What the hell is Cipher?
We’re as unsure of how to answer this question as you are. On our quest to find articles to republish for this “Archival Issue,” we dug through the Publication House’s derelict old filing cabinets and through the depths of our website’s archive. What we found left us even more uncertain of what this magazine is than when we started. In this issue, we’re republishing some of the most interesting, moving, and timely articles that we could find.
Cipher got its start as an “Alternative News Magazine”—in other words, a vaguely socialist, decidedly left wing, cheaply printed newspaper littered with red raised fist logos in place of the much less ideological triangle you now see at the end of each article. After taking a sharp turn away from the political in the early 2000s, our content got a bit goofier. One year, we published “The Beer Issue.” On the cover was a caricature of a beer-bellied fellow named Beer Man and a handful of catchy bubble letter headlines, the type that you’d see on a tabloid. The Beer Issue now seems laughable to our relatively highbrow publication, in which we publish mostly long-form journalism and memoir pieces, aiming desperately to make every article New Yorker-ready.
Cipher’s been a little bit of everything and nothing at all in particular. With our ever fluid staff and transient student body, there hasn’t been anyone around long enough to nail down exactly what we’re doing. But I don’t think that’s bad. We, the editors and contributors, get to do pretty much whatever we want. Unlike The Catalyst or Leviathan, (not to drag either of them) we have no fixed format—we’re just a student magazine. Without the obligation of sticking to a pattern, the magazine becomes a close reflection of the people and era that produce it.

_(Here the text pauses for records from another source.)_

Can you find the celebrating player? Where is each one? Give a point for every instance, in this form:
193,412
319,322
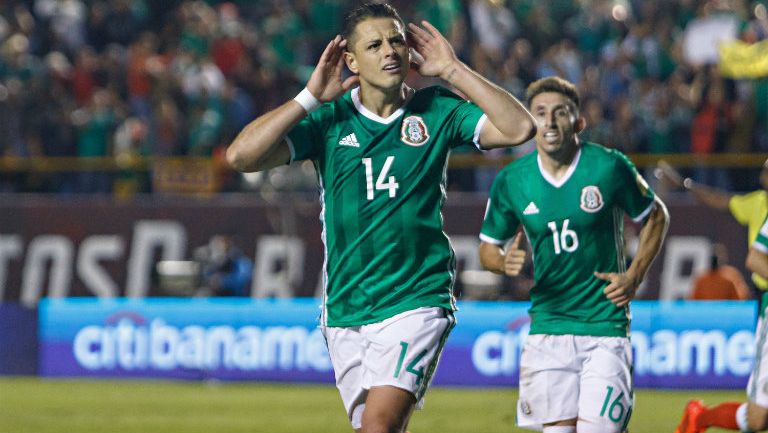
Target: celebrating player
751,416
570,197
380,151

Take “Once Upon the Internet,” a satirical Shakespearean poem written in the wake of the Kanye West-Taylor Swift VMAs fiasco. The year was 2009 and the internet was a shiny new toy that hadn’t yet shown its ugly side. The music star conflict was a prehistoric meme that got everyone laughing—times were good and Cipher decided to publish an adequately written two-page joke. “Watchability” similarly reflects on the nature of the early internet, observing from 2013 how having a perpetual audience, in the form of a social media following, hinders our ability to know our “true” selves. Perhaps a bit more obvious now that we’ve been steeping in internet culture for an additional six years, the point the author made was revolutionary at its time.
“Apocalypse Right Now,” also from 2013, begins with another fun throwback, reminding us of the absurdity of 2012’s predicted armageddon. However, the article quickly turns to the more serious issue of suicide cults and the counterproductive ways that people react when faced with disaster. Its moral rings dismayingly true in light of our current descent toward an environmental meltdown.

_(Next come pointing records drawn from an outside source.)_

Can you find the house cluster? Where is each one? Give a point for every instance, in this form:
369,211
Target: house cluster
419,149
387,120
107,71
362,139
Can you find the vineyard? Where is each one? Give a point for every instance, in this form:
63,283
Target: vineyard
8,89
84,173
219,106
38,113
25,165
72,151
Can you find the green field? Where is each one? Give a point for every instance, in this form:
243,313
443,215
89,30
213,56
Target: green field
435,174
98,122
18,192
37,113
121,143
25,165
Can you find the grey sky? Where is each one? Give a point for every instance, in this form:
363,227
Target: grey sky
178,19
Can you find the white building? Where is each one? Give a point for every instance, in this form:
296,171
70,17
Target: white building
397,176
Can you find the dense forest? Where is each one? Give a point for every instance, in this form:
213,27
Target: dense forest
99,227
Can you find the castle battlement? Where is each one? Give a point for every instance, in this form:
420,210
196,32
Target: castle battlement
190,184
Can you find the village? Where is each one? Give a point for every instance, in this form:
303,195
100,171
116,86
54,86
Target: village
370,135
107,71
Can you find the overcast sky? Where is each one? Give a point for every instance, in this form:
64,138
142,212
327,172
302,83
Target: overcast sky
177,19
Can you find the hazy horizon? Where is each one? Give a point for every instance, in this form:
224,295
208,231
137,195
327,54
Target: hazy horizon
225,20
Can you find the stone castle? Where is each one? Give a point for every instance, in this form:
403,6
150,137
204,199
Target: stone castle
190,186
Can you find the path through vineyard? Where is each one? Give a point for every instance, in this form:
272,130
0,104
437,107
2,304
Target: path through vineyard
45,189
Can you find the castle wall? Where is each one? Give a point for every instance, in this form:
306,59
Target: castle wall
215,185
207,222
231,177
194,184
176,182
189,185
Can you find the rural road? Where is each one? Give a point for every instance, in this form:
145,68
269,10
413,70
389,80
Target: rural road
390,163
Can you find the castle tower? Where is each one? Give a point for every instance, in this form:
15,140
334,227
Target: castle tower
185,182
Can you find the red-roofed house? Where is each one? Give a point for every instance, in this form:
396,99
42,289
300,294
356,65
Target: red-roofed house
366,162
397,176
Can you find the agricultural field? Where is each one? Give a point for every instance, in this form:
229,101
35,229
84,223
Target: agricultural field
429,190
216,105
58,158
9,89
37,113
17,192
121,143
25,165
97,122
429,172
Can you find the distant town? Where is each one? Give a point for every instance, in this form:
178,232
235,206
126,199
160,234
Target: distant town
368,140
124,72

Some articles in this issue are simply universal, and remind us of how unchanging relationships and experience can be. In “How to be Lonely,” an anonymous writer reaches out to us from across the years to tell us about their pervasive solitude—though no connection can be made in person, perhaps a modern reader can connect to the writer through their story. “The Domino Effect” also attempts to traverse the divide between one’s self and a stranger, coming to the timeless realization that making an honest connection is harder than you’d think.
In this issue, comprised entirely of articles published between 2006 and 2015, we invite you to dredge up some old memories and some enduring emotions and reflect on times gone by. Students have been publishing out-there, compelling, thoughtful (or not-so-thoughtful) pieces in Cipher for decades. The pieces we chose reflect what Colorado College was, what Cipher was, and what the world was for young people in that era. They’re worth reading not only for their historical significance but also because they continue to resonate with us years later.
We tried to do our predecessors justice and relay what they thought was worth writing. Looking back, it seems like we mostly chose articles that reflect ourselves. This issue is less of a “best of” and more of a demonstration of what strikes us in 2019. I think that’s okay—I would want the 2029 Cipher staff to have the same mentality.